Friday, April 07, 2006

When Opportunity Knocks

It's unlikely that Laura Albert planned the J.T. LeRoy hoax. In 1997 when she was in her early thirties, she got wind of a planned anthology of memoirs to be called "Close to the Bone," and sensing an opportunity wrote the story "Baby Doll," supposedly the recollections of a transgendered, abused, and drug-addicted teenager. She submitted it under the name "Terminator."

Albert's story was the only one in the collection that generated buzz -- a very significant buzz as it turned out, which led to more opportunities. Soon the young author's work began appearing in literary and alternative culture publications such as Spin, and his gathering notoriety necessitated Albert's creating a more substantial identity for him. He became J.T. LeRoy (the "J" for Jeremy, the "T" for Terminator), 18, painfully shy and only willing to communicate through e-mails.

By the time the novel "Sarah" came out the demands of publicity made it necessary for LeRoy to assume a flesh-and-blood form, so Albert's partner's half sister, Savannah Knoop, was recruited to play the part at parties and book events. Knoop was not particularly convincing, however, and people began to grow suspicious.

For a lifelong hustler like Laura Albert, the sequence of opportunities that gave rise to the LeRoy hoax presented themselves serially. She never sat down and planned to create a best-selling author angling for major-studio movie rights, but simply moved stepwise as doors opened and public, critical, and celebrity credulity widened.

Anyway, it's not my purpose here to pass judgment on Laura Albert, but only to evaluate the quality of her writing and diagnose the nature of the response to it. In this society, hustling is at least as honorable an occupation as doing public relations for Dow Chemical, or writing ad copy for The Gap, and I don't blame the former would-be rock diva, porn site reviewer, and phone sex operator for taking advantage of the first opportunity she ever had to strike the big vein.

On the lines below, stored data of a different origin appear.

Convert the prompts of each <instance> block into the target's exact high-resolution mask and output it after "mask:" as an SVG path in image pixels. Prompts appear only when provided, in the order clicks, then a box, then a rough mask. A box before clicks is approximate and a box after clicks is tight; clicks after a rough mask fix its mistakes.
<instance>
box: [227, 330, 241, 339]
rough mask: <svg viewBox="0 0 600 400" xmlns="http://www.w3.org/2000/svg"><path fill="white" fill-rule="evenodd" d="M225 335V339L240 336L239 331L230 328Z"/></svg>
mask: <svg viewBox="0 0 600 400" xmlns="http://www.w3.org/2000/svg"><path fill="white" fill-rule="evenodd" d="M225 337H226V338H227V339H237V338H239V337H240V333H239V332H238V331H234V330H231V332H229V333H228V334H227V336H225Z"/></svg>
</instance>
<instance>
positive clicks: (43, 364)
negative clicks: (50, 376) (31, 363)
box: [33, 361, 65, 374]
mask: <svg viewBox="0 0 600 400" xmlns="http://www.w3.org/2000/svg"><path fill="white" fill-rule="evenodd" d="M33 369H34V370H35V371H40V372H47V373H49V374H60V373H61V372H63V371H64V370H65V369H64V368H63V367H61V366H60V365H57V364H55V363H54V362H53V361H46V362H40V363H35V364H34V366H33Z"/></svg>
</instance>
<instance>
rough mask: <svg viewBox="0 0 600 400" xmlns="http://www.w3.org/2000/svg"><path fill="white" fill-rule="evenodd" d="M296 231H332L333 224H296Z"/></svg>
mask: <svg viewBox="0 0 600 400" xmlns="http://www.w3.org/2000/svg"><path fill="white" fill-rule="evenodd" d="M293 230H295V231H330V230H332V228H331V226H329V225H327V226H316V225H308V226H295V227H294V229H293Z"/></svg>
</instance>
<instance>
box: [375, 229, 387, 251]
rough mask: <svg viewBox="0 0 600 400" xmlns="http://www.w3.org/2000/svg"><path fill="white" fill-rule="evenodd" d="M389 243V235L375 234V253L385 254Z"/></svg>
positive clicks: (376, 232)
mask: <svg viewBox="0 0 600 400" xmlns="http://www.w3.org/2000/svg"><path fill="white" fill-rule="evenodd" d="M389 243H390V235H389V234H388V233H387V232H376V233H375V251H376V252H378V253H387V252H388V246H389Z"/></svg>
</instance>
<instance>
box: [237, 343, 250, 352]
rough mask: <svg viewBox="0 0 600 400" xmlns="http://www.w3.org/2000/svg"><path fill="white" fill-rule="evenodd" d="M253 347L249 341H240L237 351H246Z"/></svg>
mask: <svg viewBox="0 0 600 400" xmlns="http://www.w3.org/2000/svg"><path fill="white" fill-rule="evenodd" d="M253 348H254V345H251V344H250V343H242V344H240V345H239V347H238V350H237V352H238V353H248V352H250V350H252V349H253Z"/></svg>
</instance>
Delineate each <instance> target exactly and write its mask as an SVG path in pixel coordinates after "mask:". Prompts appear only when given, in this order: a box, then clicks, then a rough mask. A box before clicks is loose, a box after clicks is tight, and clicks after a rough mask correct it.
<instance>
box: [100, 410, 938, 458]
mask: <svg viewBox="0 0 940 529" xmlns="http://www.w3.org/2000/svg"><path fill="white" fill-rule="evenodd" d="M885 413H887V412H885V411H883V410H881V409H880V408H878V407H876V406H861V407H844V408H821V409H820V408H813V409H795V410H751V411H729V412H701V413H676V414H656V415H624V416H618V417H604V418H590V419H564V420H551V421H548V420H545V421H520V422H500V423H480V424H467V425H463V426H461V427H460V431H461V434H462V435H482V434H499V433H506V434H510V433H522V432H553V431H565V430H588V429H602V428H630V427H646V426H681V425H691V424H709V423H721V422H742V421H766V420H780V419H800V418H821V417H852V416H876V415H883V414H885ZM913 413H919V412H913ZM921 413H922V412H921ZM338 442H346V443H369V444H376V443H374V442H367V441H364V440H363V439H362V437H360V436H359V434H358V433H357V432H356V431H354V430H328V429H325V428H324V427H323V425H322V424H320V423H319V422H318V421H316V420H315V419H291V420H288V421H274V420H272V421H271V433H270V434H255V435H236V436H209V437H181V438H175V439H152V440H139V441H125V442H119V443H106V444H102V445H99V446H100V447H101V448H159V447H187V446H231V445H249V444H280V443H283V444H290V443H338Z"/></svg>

The cover story began to unravel in 2005. In October of that year a New York Magazine article by Stephen Beachy contended that there was no such person as J.T. LeRoy and that Laura Albert was the real author. A January, 2006 New York Times offered evidence that LeRoy was played publicly by Savannah Knoop, and the following month Geoffrey Knoop confirmed for the Times that Albert, his partner of 16 years, was the real author.

Last month the true story of J.T. LeRoy broke open all over the internet, just prior to the Hollywood release of the movie of "The Heart is Deceitful Above All Things." It will be fascinating to see what happens with the film now, but probably not as interesting as monitoring the reactions of Lou Reed, Courtney Love, Wynona Ryder, Peter Fonda, Carrie Fisher, and all the other celebrity sophisticates who became LeRoy devotees. Even more embarrassed, one would think, will be Publishers Weekly, the New York Times Book Review, Kirkus Reviews, Hubert Selby, Jr., Vanity Fair -- the list is long and the faces smeared with egg innumerable.

Tomorrow I'll limit myself strictly to a critical analysis of the work that has caused so many people so much trouble.